Slowly changing dimensions (SCD) are data warehouse dimensions that store and manage both current and historical data over time. Examples of such dimensions could be: customer, geography, employee. The dimension tables are structured so that they retain a history of changes to their data. This record of data changes provides a basis for analysis. Data captured by Slowly Changing Dimensions (SCDs) change slowly but unpredictably, rather than according to a regular schedule.
The three most common types of slowly changing dimensions are defined as follows:
- Type 1: No history of data changes. An update on the dimension table overwrites the specified columns without retaining a history of the changes.

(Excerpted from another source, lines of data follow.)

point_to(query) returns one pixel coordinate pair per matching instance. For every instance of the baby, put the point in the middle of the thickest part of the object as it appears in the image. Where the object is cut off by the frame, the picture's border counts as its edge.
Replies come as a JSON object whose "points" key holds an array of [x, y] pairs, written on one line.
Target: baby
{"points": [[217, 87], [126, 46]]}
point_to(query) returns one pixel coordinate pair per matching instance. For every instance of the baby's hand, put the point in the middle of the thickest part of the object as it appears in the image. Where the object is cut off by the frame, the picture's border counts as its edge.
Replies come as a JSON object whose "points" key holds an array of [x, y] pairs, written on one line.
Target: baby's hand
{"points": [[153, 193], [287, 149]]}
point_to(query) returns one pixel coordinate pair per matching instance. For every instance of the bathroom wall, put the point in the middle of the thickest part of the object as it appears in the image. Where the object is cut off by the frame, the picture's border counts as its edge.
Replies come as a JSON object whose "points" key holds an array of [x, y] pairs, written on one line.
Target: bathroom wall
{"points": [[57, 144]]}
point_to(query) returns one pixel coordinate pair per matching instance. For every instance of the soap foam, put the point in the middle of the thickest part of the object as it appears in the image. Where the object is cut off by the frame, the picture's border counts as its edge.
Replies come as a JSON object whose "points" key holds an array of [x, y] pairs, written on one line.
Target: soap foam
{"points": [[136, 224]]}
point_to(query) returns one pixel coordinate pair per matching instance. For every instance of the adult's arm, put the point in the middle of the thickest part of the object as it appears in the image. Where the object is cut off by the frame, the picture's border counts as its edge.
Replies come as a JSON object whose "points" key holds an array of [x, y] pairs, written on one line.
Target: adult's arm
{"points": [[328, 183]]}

- Type 2: Full history of data changes. Tracks historical data by creating multiple records in the dimensional tables with separate keys. With Type 2, we have unlimited history preservation as a new record is inserted each time a change is made. There are different ways to implement Type 2 SCD, for example using a column to indicate the most updated row:
or using effective date columns:
- Type 3: Limited history of data changes. Maintains a limited history of changes using multiple columns for selected variables. For example, a Type 3 dimension table containing customer information has columns named New Postal Code, Old Postal Code, and Oldest Postal Code. Data is moved from column to column during the loading process. Type 3 SCD has less analytical value than Type 2 SCD.
One of the most common scenarios in data warehouse modelling is to keep historical data using Type 2 SCD. In this article we will show how to model this approach in Denodo.
Modelling in Denodo
We will use an example based on the business model defined in the TPC-DS benchmark. TPC-DS models the decision support functions of a retail product supplier. The supporting schema contains business information, such as customer, items, promotions…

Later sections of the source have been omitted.